Why do vampires still thrill?
by Joan Acocella
Whether or not politics was operating in Stoker's novel, it is certainly at work in our contemporary vampire literature. Charlaine Harris's Sookie Stackhouse series openly treats vampires as a persecuted minority. Sometimes they are like black people (lynch mobs pursue them), sometimes like homosexuals (rednecks beat them up). Meanwhile, they are trying to go mainstream. Sookie's Bill has sworn off human blood, or he's trying; he subsists on a Japanese synthetic. He registers to vote (absentee, because he cannot get around in daylight). He wears pressed chinos. This is funny but also touching. In "The Vampire Chronicles," Anne Rice also seems to regard her undead as an oppressed group. Their suffering is probably, at some level, a story about AIDS. All this is a little confusing morally. How can we have sympathy for the Devil and still regard him as the Devil? That question seems to have occurred to Stephenie Meyer, who is a Mormon. Edward, the featured vampire of Meyer's "Twilight," is a dashing fellow, and Bella, the heroine, becomes his girlfriend, but they do not go to bed together (because of the conversion risk). Neither should you, Meyer seems to be saying to her teen-age readers. They are compensated by the romantic fever that the sexual postponement generates. The book fairly heaves with desire.
But in Stoker's time no excitement needed to be added. Sex outside marriage was still taboo, and dangerous. It could destroy a woman's life—a man's, too. (Syphilis was a major killer at that time. One of Stoker's biographers claimed that the writer died of it.) In such a context, we do not need to look for political meaning in Dracula's transactions with women. The meaning is forbidden sex—its menace and its allure. The baring of the woman's flesh, her leaning back, the penetration: reading of these matters, does one think about immigration?
The novel is sometimes close to pornographic. Consider the scene in which Harker, lying supine in a dark room in Dracula's castle, is approached by the Count's "brides." Describing the one he likes best, Harker says that he could "see in the moonlight the moisture shining on the scarlet lips," and hear "the churning sound of her tongue as it licked her teeth." It should happen to us! Harker is not the only one who does not object to a vampire overture. In Chapter 8, Lucy describes to Mina her memory of how, on a recent night, she met a tall, mysterious man in the shadow of the ruined abbey that looms over Whitby. (This was her first encounter with Dracula.) She speaks of her experience frankly, without shame, because she thinks it was a dream.
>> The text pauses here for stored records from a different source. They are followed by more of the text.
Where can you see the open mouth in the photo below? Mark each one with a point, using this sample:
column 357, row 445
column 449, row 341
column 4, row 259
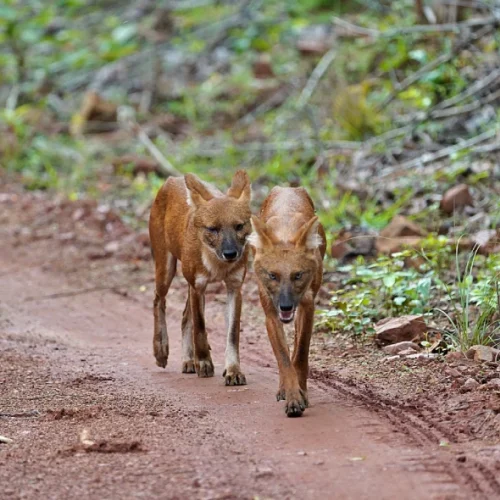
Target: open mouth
column 286, row 316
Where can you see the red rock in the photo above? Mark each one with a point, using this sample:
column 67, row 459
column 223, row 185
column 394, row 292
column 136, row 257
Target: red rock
column 485, row 241
column 455, row 198
column 401, row 346
column 470, row 384
column 392, row 330
column 455, row 356
column 401, row 226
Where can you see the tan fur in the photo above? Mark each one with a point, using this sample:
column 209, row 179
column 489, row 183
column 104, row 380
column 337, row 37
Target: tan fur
column 289, row 246
column 195, row 223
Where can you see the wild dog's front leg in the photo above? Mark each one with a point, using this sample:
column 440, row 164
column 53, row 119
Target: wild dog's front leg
column 303, row 331
column 165, row 272
column 202, row 359
column 232, row 372
column 295, row 397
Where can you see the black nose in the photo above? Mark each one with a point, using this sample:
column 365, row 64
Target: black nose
column 230, row 254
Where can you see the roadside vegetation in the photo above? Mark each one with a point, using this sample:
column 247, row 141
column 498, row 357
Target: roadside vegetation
column 375, row 107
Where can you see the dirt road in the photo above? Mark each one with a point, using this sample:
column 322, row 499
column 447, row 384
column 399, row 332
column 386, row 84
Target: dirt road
column 83, row 361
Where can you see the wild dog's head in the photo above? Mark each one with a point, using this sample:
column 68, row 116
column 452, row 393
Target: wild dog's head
column 223, row 222
column 285, row 270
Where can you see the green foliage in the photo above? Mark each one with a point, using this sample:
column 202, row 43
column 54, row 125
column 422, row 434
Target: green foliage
column 386, row 287
column 475, row 302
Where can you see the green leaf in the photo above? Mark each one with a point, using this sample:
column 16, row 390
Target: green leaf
column 389, row 280
column 399, row 301
column 124, row 33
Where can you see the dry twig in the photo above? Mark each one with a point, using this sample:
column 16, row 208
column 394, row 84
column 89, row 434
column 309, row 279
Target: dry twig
column 442, row 153
column 126, row 118
column 444, row 58
column 315, row 77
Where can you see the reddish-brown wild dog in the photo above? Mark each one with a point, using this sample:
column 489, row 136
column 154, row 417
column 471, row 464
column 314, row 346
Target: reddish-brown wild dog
column 289, row 245
column 206, row 230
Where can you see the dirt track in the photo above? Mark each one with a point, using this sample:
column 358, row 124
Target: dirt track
column 85, row 362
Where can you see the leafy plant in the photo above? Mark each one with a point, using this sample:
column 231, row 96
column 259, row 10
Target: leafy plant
column 475, row 304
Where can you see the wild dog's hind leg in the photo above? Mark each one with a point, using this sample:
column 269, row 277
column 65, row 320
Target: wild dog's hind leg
column 303, row 331
column 165, row 271
column 187, row 339
column 232, row 372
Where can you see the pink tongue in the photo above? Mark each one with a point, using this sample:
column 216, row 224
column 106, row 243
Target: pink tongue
column 286, row 315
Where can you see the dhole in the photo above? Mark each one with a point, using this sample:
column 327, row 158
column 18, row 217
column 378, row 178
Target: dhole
column 289, row 246
column 206, row 230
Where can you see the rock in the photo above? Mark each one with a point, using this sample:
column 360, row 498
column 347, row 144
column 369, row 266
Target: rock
column 483, row 353
column 389, row 246
column 138, row 164
column 340, row 249
column 112, row 247
column 264, row 472
column 455, row 356
column 408, row 352
column 392, row 358
column 423, row 356
column 485, row 241
column 493, row 384
column 401, row 226
column 401, row 346
column 456, row 197
column 262, row 67
column 93, row 109
column 452, row 372
column 470, row 384
column 393, row 330
column 352, row 243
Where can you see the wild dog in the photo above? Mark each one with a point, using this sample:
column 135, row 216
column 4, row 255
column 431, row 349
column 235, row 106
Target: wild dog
column 289, row 245
column 195, row 223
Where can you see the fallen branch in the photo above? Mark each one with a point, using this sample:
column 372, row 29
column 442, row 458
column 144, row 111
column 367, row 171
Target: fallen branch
column 315, row 77
column 444, row 58
column 263, row 147
column 442, row 153
column 421, row 28
column 73, row 293
column 126, row 118
column 21, row 414
column 476, row 87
She ran through the streets to the appointed spot, she says: "Then I have a vague memory of something long and dark with red eyes . . . and something very sweet and very bitter all around me at once; and then I seemed sinking into deep green water, and there was a singing in my ears, as I have heard there is to drowning men . . . then there was a sort of agonizing feeling, as if I were in an earthquake." This is thrilling: her rushing to the rendezvous, her sense of something both sweet and bitter, then the "earthquake." But Lucy is a flighty girl. The crucial testimony is that of Mina, after Dracula's attack on her. "I did not want to hinder him," this honest woman says. Her statement is echoed by the unsettling notes of tenderness in Seward's description of the event: the kitten at the saucer of milk; Mina's resemblance, with her face at Dracula's breast, to a nursing baby. The mind reels.